As previously described on the TrustArc Blog (“ Privacy Shield Approaching Its 3 Year Anniversary”, the European Union (EU)-U.S. Privacy Shield Framework has received two successive annual approvals from the European Commission (EC) since its July 2016 adoption, and currently serves as an EU-to-U.S. personal data transfer mechanism for more than 4,700 U.S. organizations.
Separately, pre-approved standard contractual clauses (SCCs), the most recent version of which was issued in 2010, are also recognized by the EC as valid transfer mechanisms to non-European Economic Area “third countries.” On June 13th, the European Commissioner for Justice and Consumers confirmed in a speech that SCCs are in the process of being updated for the post-GDPR world: “We are already working to modernise standard contractual clauses. This will make it easier for companies to share data when they contract processing services, within the EU or abroad.”
This update to SCCs is occurring concurrently with a legal action challenging the validity of SCCs as a transfer mechanism to the United States, in a case brought against Facebook Ireland by Austrian privacy advocate Maximillian Schrems. The case, dubbed Schrems II?—following the 2015 decision of the European Court of Justice (ECJ) that resulted in the invalidation of the EU-U.S. Safe Harbor Agreement on grounds that it did not provide EU citizens with protections “essentially equivalent” to that of the EU due to U.S. intelligence agencies’ surveillance practices, and thus that any EU-to-U.S. personal data transfers made on that basis were not legal–proceeds to oral arguments before the ECJ on July 9th. In this case, the Irish High Court has referred eleven questions to the ECJ relating to whether entering into SCCs, by itself, provides an adequate level of data protection for EU personal data transferred to the U.S. The Irish Supreme Court recently dismissed Facebook’s appeal of the Irish High Court’s decision to refer these items to the ECJ.
Meanwhile, the EU-U.S. Privacy Shield Framework is similarly undergoing a legal challenge on grounds that the United States does not adequately protect EU citizens’ personal data by virtue of U.S. intelligence agencies’ activities. The case, brought by three French non-governmental organizations, seeks to revoke Privacy Shield as a valid EU-to-U.S. personal data transfer mechanism as occurred with Safe Harbor in Schrems I. On July 1-2, the NGOs will argue before the General Court of the EU that Privacy Shield is not “essentially equivalent” to EU data protection law, even if it is more protective than Safe Harbor was. The losing party in this matter could then appeal to the ECJ for a final determination.

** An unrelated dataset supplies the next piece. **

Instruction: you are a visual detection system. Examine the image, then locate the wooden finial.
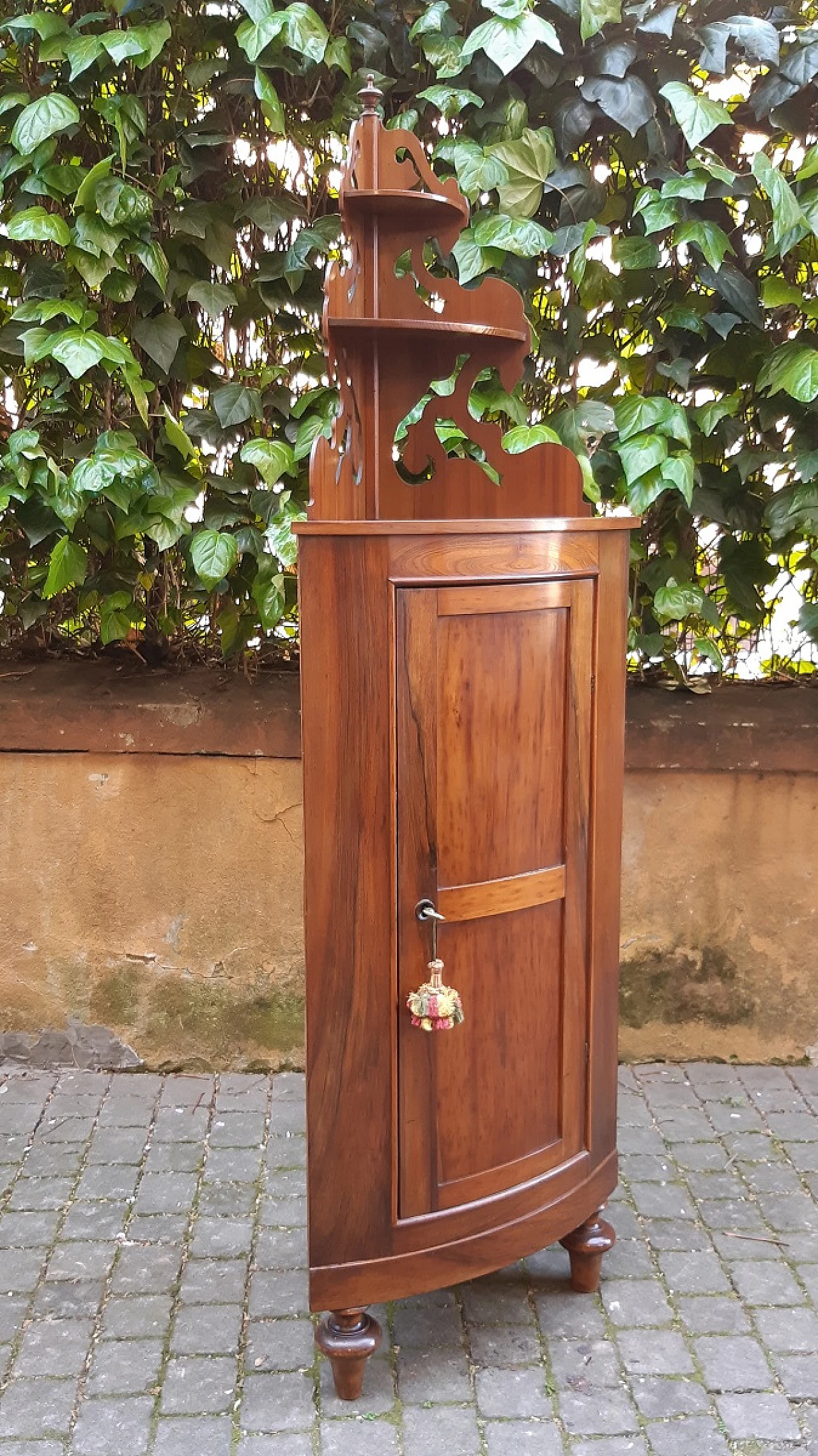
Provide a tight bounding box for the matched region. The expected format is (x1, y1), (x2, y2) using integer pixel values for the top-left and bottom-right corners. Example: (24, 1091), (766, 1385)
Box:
(358, 76), (383, 116)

Decisions in both matters are expected within a year or less. It is unclear what effect, if any, the entry into force of new European Commission-approved SCCs would have on the ripeness of the case if introduced prior of the ECJ’s Schrems II ruling. Moreover, in the event the ECJ were to eventually invalidate both SCCs and Privacy Shield–the latter of which was specifically drafted by EU and U.S. officials to withstand judicial scrutiny—it is uncertain what course of action most organizations–small and medium-sized enterprises in particular—would undertake to effectuate their data transfers. With binding corporate rules (BCRs) and reliance on derogations such as explicit consent for cross-border data transfers being expensive, time-consuming or disfavored options for many businesses, it remains to be seen what effect on digital commerce such legal actions would have in practice (including with respect to data transfers to the U.K., in the event of an eventual “Brexit”). TrustArc will continue to follow developments closely and will provide regular updates.